Any time you are depressed, improving yourself helps greatly. When you feel
depressed, don’t sit and watch TV and then sleep-in late. Get out and do
something that will make you feel like you’ve accomplished something. Take a
class, go hiking, fix something you’ve been putting off.
Don’t start drinking. Drinking will always have a negative impact on your
life. Don’t drink while depressed or when you are trying to get over some
one. After all, drinking is for celebrating. So if you are not celebrating
something, don’t drink.
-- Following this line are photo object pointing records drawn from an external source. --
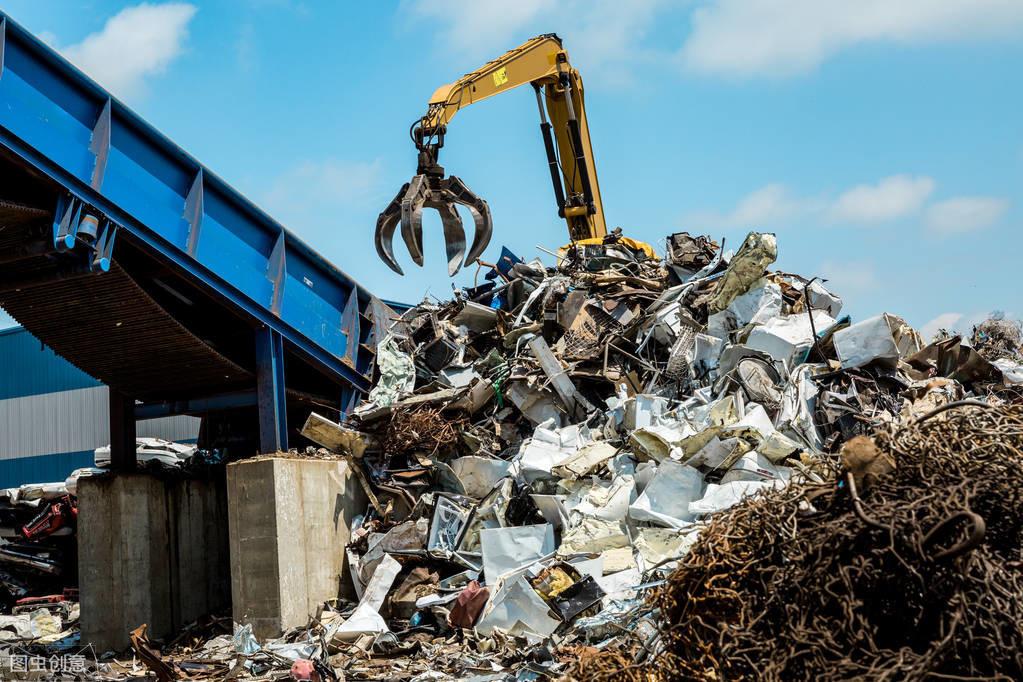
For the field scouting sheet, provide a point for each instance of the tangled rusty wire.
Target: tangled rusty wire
(423, 429)
(924, 580)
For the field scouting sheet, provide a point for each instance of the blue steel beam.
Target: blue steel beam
(270, 399)
(65, 126)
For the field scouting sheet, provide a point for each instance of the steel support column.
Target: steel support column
(270, 397)
(123, 453)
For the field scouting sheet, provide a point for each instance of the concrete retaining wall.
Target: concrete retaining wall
(290, 521)
(149, 551)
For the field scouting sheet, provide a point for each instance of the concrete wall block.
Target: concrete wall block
(290, 521)
(149, 551)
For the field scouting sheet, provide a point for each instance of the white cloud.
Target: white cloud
(313, 190)
(604, 36)
(781, 38)
(773, 205)
(893, 197)
(965, 214)
(847, 278)
(479, 27)
(768, 206)
(943, 321)
(134, 44)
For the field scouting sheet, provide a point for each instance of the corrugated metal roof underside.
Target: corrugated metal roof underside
(107, 326)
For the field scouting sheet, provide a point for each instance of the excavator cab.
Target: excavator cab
(430, 189)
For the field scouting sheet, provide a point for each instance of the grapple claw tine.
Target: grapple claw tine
(411, 217)
(484, 230)
(454, 235)
(386, 224)
(481, 216)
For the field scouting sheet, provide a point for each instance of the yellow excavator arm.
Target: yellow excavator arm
(542, 62)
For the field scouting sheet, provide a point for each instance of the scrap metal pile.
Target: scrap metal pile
(909, 569)
(628, 467)
(540, 452)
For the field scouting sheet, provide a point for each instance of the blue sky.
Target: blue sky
(882, 141)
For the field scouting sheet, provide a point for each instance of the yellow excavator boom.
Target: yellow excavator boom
(543, 63)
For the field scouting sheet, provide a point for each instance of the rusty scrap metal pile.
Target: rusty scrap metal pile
(625, 465)
(633, 467)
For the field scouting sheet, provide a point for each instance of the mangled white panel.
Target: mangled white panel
(666, 499)
(505, 549)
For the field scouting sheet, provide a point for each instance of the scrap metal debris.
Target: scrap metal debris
(912, 573)
(627, 467)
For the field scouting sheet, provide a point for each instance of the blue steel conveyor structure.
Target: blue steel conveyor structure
(140, 266)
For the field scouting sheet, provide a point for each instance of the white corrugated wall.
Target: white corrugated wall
(73, 421)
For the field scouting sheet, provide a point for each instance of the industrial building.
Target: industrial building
(53, 415)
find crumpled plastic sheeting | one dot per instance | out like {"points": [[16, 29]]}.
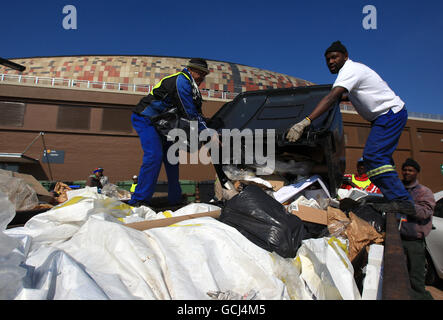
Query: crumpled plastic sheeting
{"points": [[11, 274], [326, 270], [82, 250]]}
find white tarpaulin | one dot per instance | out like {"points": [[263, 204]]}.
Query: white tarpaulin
{"points": [[81, 249]]}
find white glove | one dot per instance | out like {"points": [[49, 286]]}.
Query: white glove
{"points": [[296, 130]]}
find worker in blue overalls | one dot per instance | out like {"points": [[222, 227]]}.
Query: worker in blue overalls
{"points": [[377, 103], [179, 90]]}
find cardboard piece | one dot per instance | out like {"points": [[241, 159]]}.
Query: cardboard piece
{"points": [[158, 223], [311, 215], [276, 181]]}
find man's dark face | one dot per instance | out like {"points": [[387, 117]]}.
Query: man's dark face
{"points": [[409, 174], [335, 61]]}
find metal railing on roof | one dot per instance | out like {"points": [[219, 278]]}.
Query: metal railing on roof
{"points": [[87, 84]]}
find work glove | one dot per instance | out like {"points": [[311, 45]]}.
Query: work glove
{"points": [[296, 130]]}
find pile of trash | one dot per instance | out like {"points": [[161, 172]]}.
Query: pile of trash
{"points": [[260, 243]]}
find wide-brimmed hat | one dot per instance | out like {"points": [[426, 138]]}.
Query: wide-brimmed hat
{"points": [[199, 64]]}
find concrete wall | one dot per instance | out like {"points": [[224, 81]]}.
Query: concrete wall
{"points": [[119, 151]]}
A quality women is not going to be attracted to
someone who drinks a lot or has a drinking problem.
Don’t sleep in; sleeping late increases depression. Get up as early as you
can and go for a walk, take a hike, or go to the Gym. Research shows getting
up early and exercising can eliminate depression. You will have no game be
depressed.
Don’t binge eat. If you start gaining weight, you will feel less self-worth
and lose your confidence. Confidence is a quality that women are extremely
attracted to.
Conclusion, the best revenge is when you improve your life so well that she
realizes she made a big mistake. And satisfaction comes when you meet
someone so much better, you are glad the ex is gone. After all, if you are
seeking revenge, how great could she really have been in the first place!